The decision had tremendous precedential value; fortunately, it was not left solely up to the discretion of EnCom staff, who worked closely and privately for year's with SLC to hone its application. For if the Greenport project could have been built here, pretty much anything could. One seriously has to wonder whether, under the terms of the current policy, DEC would be able to stop a nuclear plant at Cementon on visual grounds.
State regulators were also relying on an assumption that was wholly rejected by The Olana Partnership itself, namely that only the southern view from the site really matters... Frederic Church plainly designed a 360-degree experience at Olana, and sketched or painted other views in other directions, for example looking toward Becraft Ridge.
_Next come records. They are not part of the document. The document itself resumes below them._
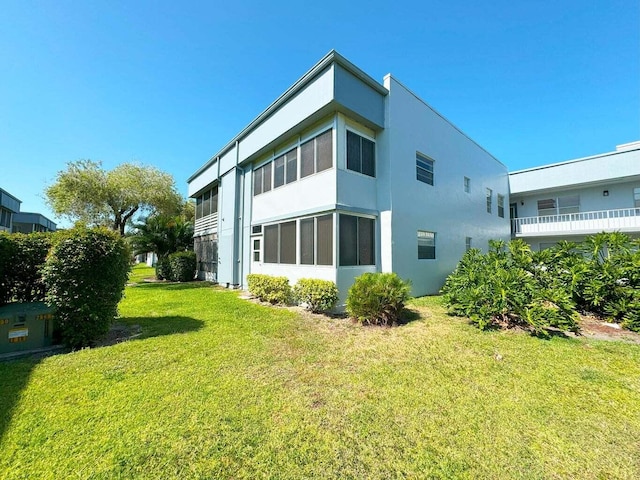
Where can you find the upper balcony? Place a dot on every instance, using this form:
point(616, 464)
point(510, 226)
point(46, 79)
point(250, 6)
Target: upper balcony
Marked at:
point(206, 225)
point(583, 223)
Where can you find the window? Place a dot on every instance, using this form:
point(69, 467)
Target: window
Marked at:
point(256, 249)
point(207, 203)
point(357, 240)
point(426, 245)
point(316, 155)
point(559, 205)
point(280, 243)
point(360, 154)
point(424, 169)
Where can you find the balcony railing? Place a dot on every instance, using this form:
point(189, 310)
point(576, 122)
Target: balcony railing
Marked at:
point(208, 224)
point(624, 219)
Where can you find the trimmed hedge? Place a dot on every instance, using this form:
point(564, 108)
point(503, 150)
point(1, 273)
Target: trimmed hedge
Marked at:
point(182, 266)
point(268, 288)
point(318, 295)
point(378, 298)
point(85, 275)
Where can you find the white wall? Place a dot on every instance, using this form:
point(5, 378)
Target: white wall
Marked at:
point(443, 208)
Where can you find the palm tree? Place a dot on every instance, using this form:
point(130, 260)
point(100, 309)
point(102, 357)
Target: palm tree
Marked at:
point(162, 235)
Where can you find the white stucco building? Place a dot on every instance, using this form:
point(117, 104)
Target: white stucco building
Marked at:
point(569, 200)
point(343, 175)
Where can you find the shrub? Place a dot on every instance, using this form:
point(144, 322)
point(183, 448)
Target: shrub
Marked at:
point(377, 298)
point(85, 275)
point(182, 266)
point(7, 253)
point(318, 295)
point(268, 288)
point(508, 287)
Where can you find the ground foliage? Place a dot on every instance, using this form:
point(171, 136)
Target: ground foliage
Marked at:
point(511, 285)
DEC staff also rushed to ratify the cement company’s assertion that the project would have no significant, adverse effect on historic resources within the Coastal Zone, even though neither the Department of State nor the Office of Parks, Recreation and Historic Preservation (OPRHP) had weighed in on the matter yet.
Ultimately, citizens concluded that the DEC was not, in Benas’ own formulation, “not doing its job” and indeed threw more enforceable laws “in their face.” after years of wrenching controversy and millions spent by both sides, the project was denied via those same Coastal Consistency rules that EnCon had shrugged off … The decision came down from a different agency, much to the chagrin of many DEC staffers, from what opponents soon heard through various Albany grapevines. (“They were shocked and angry over the Secretary of State’s decision,” one well-placed Capitol source reported to me.)
As it turns out, there was no need to compromise one view for another, or to settle for making the best of a bad situation. The 2005 rejection of the Greenport project has now been coupled with clear confirmation of the closing of Holcim’s (SLC’s) Catskill facility. The visual plumes from that destructive, foreign-owned company now have been removed from both sides of the Hudson River, along with the pollution they discharged into our region’s environment. What had been posited as a tough either/or choice, pitting Olana’s stunning southern views against its overall experience, now has played out as a complete win/win for the site.
Another topic worthy of more detailed future discussion: the way in which boundaries were later drawn (under the guidance of Cementon anti-nuclear activist Loretta Simon) to protect the Catskill-Olana and Columbia-Greene Scenic Areas of Statewide Significance, but left a gap omitting all of the City of Hudson in between the two. But that’s something for another day, as this post has already gone overlong.